Erosive processes that resulted from the degradation of the vegetation of pasture, contributing to a sharp drop in the productivity of pastures. Therefore, soil erosion and deterioration in the quality of grass-processes are closely linked. A well-developed natural grass cover markedly increases the resistance of soils and erosion of the leach ate may run off.
A development process of erosion affects not only the quantitative indicators of pasture plants, but also leads to a restructuring of phytocenosis. From the total area of 2402.3hectares of mountain pastures over 1985, 8 thousand hectares or 82.7% are prone to erosion.
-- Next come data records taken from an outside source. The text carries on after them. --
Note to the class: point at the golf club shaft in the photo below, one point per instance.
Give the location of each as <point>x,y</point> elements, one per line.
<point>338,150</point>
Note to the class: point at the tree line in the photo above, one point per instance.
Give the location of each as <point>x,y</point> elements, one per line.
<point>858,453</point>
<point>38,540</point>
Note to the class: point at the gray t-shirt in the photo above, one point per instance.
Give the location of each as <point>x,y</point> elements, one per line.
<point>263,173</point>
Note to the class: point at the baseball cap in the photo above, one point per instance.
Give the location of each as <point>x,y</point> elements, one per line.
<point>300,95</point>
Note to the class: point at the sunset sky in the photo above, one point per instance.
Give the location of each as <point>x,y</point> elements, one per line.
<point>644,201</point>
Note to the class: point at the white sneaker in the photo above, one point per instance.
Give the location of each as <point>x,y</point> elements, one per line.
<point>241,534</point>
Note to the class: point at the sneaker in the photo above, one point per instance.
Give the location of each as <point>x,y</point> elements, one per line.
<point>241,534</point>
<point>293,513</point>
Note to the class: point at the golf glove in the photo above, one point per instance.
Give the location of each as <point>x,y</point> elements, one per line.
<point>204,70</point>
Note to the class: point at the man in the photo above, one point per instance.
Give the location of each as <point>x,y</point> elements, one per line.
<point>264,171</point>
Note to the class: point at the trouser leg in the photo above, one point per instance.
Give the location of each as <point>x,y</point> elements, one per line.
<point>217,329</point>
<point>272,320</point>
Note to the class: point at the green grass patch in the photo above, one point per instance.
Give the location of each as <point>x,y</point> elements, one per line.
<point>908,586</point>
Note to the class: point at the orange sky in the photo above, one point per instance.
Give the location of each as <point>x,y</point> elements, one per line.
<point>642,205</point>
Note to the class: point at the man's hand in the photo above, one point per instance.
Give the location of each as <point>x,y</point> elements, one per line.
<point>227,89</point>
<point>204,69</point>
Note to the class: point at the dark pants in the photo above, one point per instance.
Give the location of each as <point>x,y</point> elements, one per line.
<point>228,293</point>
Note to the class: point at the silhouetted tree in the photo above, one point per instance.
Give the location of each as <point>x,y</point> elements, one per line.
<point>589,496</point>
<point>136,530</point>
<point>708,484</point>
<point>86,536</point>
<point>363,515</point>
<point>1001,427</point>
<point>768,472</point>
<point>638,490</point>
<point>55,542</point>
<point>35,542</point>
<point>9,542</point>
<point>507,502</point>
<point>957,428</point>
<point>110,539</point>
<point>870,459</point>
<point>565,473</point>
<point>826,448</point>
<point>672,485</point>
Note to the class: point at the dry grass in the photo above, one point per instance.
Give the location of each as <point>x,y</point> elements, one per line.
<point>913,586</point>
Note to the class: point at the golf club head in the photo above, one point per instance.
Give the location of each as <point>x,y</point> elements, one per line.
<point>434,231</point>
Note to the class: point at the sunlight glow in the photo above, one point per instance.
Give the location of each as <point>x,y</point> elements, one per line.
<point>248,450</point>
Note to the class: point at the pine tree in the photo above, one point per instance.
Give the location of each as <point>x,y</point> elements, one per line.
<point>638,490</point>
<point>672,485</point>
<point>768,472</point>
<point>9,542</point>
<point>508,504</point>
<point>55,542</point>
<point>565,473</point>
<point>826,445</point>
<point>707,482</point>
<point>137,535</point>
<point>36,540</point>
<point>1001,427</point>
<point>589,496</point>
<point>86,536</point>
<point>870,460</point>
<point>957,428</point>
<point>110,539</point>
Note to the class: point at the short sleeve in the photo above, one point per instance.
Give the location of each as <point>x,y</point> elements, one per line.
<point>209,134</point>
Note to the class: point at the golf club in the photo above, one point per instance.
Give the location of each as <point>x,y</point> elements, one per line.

A pasture depending on sub-band and exposure of the slope wash soil varies 50 to 125m3ha. From these studies derives great economical importance is the study of pasture erosion in mountainous areas and the development of techniques to prevent and fight against it. When developing differential measures for the improvement and rational use of pastures, there is always a need for classification and grouping of grazing land for their quality status.
It should be noted, however, that classification pasture erosion has now developed enough. Moreover, even the phenomenon of erosion on pasture do not found a definite place in the common grouping of erosive processes, although the nature of the manifestations of pasture erosion is very much different from other types or categories of erosion.
On the classification of eroded soils of mountain pastures known works of some author: VA Meeting, DJ Mihjlova, SW Kerimhanova.
In these works gives grouping soils grazing on a degree as they are destroyed. In the forms of accelerated erosion caused by human activities, have a lot in common. However, according to and from the reasons caused the manifestation of erosion, these forms have their own characteristics.
The character manifestation of soil erosion of mountain pastures pretty sharply differs from erosion on cultivated hillsides. Erosion processes on the pastures start to develop normally, since damage to the turf.
Mountain pasture soil destruction process has no similarities with the formation of gullies and potholes. The length of the pits not always exceeds their width, and availability under lower-powered soil layer waterproof dense rocks brings not on no growth pits deep. Further growth in the size of erosion pits usually occurs through the broken walls, sliding down the slope of sod places preserved woven roots and reminiscent of education in the second stage of its development. Raised near each other erosive pits are often steep walls and expand, incorporate among themselves, forming patches or streaks of eroded soil. As the further destruction of the soil occurs more or less gradual alignment of through the shedding of micro relief, and under the influence of sloping lands runoff.
This specificity of the appearance of erosion on mountain pastures requires, firstly, providing pasture erosion in independent or category subtype, secondly, development of appropriate soil classification according to the degree of their erosion.
Based on long-term observations, taking into account the peculiarities of the destructive processes of soils under the influence of the unrestrained grazing of livestock, it is proposed that the draft classification pasture erosion on erosion degree (Table 4). This includes the sequence of tufted deformation process layer.
Research indicates the possibility of using cultural vegetation cropland and grass native grasslands in order to clarify the erosive soil survey data.